Does Catalan use the same inverted exclamation/interrogation marks as Castillian? Ie. ¡ ! ¿ ?
(Sorry I am very much a beginner!)
Moltes gracies


----------



## ampurdan

Normally, we don't use them, but when the question or the exclamation is longer than a line, you can use them to indicate that you are doing a question and you should intonate accordingly (we don't have subject-verb inversion because we don't have to make the subject pronoun explicit).


----------



## Gringuita Latina

Ah, moltes gracies Ampurdan! This is for an academic piece of writing and some of the exclamations are longer than a line, so would it be most correct to put them in?


----------



## ampurdan

I would put them in.


----------



## Phiera

Ampurdan are you sure about it?
I always thought that in Catalan we just use one mark, even in the long sentences.
I would like to know it, because I am starting to lose the rules, it has been a long time since I left the general school...
(sorry for my English...I am still working on it!)


----------



## Mei

Hi there:

I always put them at the end of a sentence if it's necessary. 

Cheers

Mei


----------



## Cecilio

If the sentence is short, like "Com estàs?" I would only use the one at the end, but with longer sentences I feel it's better to use both. As far as I know, the use of "¿" is considered optional in Catalan.

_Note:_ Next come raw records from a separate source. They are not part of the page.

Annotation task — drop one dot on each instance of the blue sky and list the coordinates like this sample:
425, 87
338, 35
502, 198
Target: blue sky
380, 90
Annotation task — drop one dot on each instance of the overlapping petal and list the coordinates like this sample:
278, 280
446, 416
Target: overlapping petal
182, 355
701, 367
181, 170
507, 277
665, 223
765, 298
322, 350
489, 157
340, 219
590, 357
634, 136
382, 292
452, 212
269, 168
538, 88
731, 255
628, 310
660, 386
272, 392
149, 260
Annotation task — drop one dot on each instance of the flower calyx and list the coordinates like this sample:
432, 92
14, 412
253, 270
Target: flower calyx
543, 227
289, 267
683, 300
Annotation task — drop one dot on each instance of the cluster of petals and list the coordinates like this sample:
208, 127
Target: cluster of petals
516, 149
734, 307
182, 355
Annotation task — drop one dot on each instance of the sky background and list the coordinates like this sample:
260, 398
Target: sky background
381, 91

Of course, there are some people who think it shouldn't be used at all.


----------



## panjabigator

In my Catalan class, I learned that interrogatory marks are written at the end of a statement and not in the beginning.


----------



## Mei

panjabigator said:


> In my Catalan class, I learned that interrogatory marks are written at the end of a statement and not in the beginning.

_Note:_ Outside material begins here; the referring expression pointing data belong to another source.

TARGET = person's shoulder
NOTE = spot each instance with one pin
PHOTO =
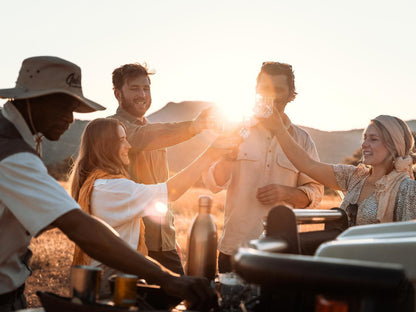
(9, 147)
(408, 184)
(302, 136)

Yes but if the sentence is too large you can put the interrogatory mark at the beginning, Cecilio is right. 

Salut!

Mei


----------



## panjabigator

I see...that way I can make sure my intonation is correct, veritat?


----------



## Mei

panjabigator said:


> I see...that way I can make sure my intonation is correct, veritat?



Exacte.


----------



## Dixie!

Just in long sentences, like somebody said, but personally I never use both, just one interrogation mark at the end of the line.


----------